Final Answer:
The Kₐ for the monoprotic acid is 4.00 x 10⁻⁴.
Step-by-step explanation:
In order to calculate the Kₐ for the monoprotic acid, we first need to determine the concentration of hydronium ions ([H₃O⁺]) in the solution. The pH of the solution is given as 2.80, which means the concentration of [H₃O⁺] is 10⁻².⁸⁰ M. Since the acid is monoprotic, this also represents the concentration of the acid ion (HA).

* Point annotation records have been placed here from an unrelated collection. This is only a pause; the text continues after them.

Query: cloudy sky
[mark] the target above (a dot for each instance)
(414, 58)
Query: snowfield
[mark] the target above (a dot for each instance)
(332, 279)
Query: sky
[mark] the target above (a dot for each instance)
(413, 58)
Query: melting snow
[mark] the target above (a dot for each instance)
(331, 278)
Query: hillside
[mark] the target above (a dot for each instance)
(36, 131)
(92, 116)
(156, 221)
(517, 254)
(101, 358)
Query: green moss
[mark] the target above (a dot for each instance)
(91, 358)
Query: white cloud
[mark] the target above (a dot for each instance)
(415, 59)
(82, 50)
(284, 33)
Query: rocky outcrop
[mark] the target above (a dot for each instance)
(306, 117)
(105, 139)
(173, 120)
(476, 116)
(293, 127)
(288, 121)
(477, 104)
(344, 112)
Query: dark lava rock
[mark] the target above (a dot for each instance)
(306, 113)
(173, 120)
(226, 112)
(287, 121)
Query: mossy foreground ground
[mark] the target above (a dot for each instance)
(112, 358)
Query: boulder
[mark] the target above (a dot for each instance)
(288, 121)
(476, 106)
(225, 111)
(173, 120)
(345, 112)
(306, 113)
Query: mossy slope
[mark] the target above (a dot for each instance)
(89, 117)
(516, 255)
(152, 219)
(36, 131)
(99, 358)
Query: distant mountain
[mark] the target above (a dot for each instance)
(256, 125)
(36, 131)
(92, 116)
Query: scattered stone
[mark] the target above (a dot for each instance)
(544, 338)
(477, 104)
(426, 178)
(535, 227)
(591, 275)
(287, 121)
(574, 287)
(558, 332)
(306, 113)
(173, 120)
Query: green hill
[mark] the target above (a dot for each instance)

The equilibrium expression for the dissociation of a weak monoprotic acid (HA) in water is given by Kₐ = [H₃O⁺][A⁻] / [HA]. Since the acid is monoprotic, [A⁻] is equal to the concentration of [H₃O⁺], which is 10⁻².⁸⁰ M. The concentration of HA is given as 1.28 M. Substituting these values into the equilibrium expression, we get:
Kₐ = (10⁻².⁸⁰)² / (1.28 - 10⁻².⁸⁰)
Simplifying this expression gives the final answer for Kₐ as 4.00 x 10⁻⁴.

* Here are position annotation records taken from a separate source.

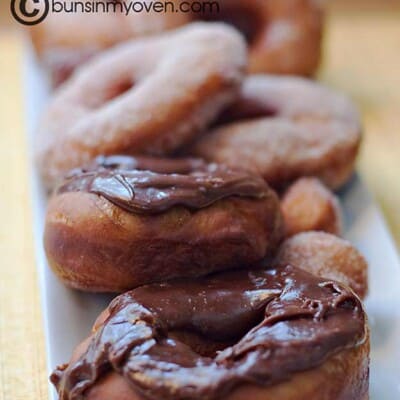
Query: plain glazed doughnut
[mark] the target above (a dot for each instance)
(153, 96)
(112, 227)
(284, 37)
(64, 41)
(263, 335)
(286, 128)
(328, 256)
(308, 205)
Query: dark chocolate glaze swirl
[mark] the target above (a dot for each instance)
(267, 325)
(150, 185)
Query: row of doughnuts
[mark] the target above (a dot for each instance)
(203, 196)
(283, 36)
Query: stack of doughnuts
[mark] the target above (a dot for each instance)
(284, 36)
(203, 197)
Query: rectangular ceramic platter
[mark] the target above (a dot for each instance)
(68, 315)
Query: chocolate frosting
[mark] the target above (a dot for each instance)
(266, 324)
(150, 185)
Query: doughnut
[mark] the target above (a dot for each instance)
(328, 256)
(286, 128)
(154, 95)
(64, 41)
(121, 223)
(284, 37)
(280, 333)
(308, 205)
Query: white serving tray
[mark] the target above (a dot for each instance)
(68, 315)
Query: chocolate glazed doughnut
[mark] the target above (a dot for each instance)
(262, 335)
(154, 95)
(286, 128)
(112, 228)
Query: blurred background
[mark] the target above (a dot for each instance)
(361, 57)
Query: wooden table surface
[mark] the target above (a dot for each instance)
(362, 57)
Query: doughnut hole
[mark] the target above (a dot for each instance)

This result indicates that the acid is a weak acid, as Kₐ is small. The smaller the Kₐ, the weaker the acid. It's important to note that the pH and Kₐ are related in a logarithmic manner – a small change in pH corresponds to a large change in acidity. Therefore, the given pH of 2.80 implies a relatively high concentration of hydronium ions, resulting in a low Kₐ value for the weak acid.